Monday, January 20, 2020

Core Response on Jane Feuer (Tianhui)


Two things interest me in Jane Feuer’s article. First, the article is largely based on the presumption that something’s ontology could be taken as its ideology (as Feuer writes in her title, “ontology as ideology”). In her case analysis of Good Morning, America, Feuer states that “the mode of address is to a great extent its ideological problematic”, rather than an ideology that it “carries” (19), as the “liveness” of television gives a sense of instantaneous, unmediated message that hides the actual fragmentation of space. This mode of analysis could trace back to Roland Barthes’s critique of photography in his “Rhetoric of the Image”. However, while Barthes largely talks about photographic image’s capability to represent something artificial as natural in the article, he does not assign a specific ideology to photography as Feuer does when she states that television propagates “an ideology of ‘liveness’ overcoming fragmentation”. To Barthes, the medium is not the message, but rather an operating system that is especially susceptible, but not destined, to ideological manipulation. This distinguishes Barthes from McLuhan’s technological determinism and gives space for Feuer’s self-question (towards the conclusion of her article) and Raymond Williams’s appeal for spectators’ judgements and expressions.
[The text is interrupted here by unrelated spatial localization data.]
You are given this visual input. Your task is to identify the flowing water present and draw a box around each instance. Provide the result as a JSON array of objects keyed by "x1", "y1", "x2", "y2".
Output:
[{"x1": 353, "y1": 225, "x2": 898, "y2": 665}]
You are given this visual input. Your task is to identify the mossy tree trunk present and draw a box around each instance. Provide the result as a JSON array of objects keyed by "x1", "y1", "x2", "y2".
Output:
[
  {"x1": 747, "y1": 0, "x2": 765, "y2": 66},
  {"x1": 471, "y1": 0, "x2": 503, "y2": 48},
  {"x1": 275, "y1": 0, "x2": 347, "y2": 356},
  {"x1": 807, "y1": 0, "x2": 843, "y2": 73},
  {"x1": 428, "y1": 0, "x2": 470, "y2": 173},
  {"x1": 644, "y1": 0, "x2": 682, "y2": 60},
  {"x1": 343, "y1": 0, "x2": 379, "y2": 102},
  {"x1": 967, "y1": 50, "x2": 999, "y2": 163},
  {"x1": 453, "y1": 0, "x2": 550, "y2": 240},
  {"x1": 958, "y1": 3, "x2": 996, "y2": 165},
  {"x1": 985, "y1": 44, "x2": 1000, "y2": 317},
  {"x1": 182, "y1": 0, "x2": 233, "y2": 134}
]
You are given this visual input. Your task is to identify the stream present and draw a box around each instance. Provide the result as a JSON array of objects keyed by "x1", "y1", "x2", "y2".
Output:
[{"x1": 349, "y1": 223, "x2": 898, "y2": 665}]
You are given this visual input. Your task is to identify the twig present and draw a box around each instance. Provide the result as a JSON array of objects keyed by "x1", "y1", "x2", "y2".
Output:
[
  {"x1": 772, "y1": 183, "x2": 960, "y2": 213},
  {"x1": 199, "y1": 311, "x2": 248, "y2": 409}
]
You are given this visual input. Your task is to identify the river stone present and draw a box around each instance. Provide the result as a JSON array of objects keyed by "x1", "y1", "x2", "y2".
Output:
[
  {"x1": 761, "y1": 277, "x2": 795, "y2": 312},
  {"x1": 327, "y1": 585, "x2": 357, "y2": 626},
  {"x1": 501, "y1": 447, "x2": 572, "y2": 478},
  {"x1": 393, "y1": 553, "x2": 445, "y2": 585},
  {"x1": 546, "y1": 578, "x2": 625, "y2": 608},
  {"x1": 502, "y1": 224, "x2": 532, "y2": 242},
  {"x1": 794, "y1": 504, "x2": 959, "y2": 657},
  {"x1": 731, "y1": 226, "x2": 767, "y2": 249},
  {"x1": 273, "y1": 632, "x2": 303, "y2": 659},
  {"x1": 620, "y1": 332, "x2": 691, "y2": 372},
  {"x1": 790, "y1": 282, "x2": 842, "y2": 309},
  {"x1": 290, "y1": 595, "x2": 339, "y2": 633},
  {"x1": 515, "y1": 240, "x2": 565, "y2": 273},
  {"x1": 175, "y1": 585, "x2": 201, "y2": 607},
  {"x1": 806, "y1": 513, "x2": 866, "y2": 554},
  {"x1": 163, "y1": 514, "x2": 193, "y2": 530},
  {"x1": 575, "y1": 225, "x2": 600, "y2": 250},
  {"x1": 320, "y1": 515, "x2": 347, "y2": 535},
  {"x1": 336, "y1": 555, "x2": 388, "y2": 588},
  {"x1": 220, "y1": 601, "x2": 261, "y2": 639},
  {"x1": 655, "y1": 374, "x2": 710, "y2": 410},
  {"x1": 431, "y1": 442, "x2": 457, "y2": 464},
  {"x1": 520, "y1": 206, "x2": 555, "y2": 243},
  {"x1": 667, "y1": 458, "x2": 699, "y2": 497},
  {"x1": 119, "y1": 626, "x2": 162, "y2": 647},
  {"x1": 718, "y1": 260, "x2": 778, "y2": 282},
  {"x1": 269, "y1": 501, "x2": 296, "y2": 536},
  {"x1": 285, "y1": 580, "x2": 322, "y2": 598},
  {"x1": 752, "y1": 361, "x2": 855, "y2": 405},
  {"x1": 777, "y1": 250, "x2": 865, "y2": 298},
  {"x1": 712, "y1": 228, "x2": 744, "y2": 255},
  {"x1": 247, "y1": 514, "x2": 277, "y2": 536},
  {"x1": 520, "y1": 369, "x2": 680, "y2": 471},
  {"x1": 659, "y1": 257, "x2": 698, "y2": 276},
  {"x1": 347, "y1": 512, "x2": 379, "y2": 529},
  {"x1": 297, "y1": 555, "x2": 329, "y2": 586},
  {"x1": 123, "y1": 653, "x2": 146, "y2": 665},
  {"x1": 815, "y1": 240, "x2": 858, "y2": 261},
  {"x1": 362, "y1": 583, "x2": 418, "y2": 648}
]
The second thing that interests me is Feuer’s notion of television’s ideology as one of “liveness” that overcomes the “extreme fragmentation of space” in modern society. Today, with the transformation of television form, such as that of “video on demand”, it seems that, instead of creating an endless “flow” of programs on TV that hides the segregation of modern society, we are celebrating the growing independence of individual agency—everyone has the authority to choose what and when to watch. In Feuer’s time, people are still dealing with the emergence of modern communication form—what Williams calls “mobile privatization” (19)—that negotiates between mobility and home-centered way of living. Television’s “liveness” or unsegmented appearance echoes people’s nostalgia for a sense of unity and became important to theorists at that time. Today, we celebrate our individual power, but everyone is playing the game under the same unanimous rule. This epitomizes the paradox of modern society where individual components are driven towards autonomy while the whole world becomes a totality. When segmentation is already deeply rooted in both the structure and appearance of contemporary society, it is easier to see that what the ideology of television overcomes is, perhaps, less the appearance of disintegration on the surface of society than the underlying totality that is ubiquitous in the capitalist world.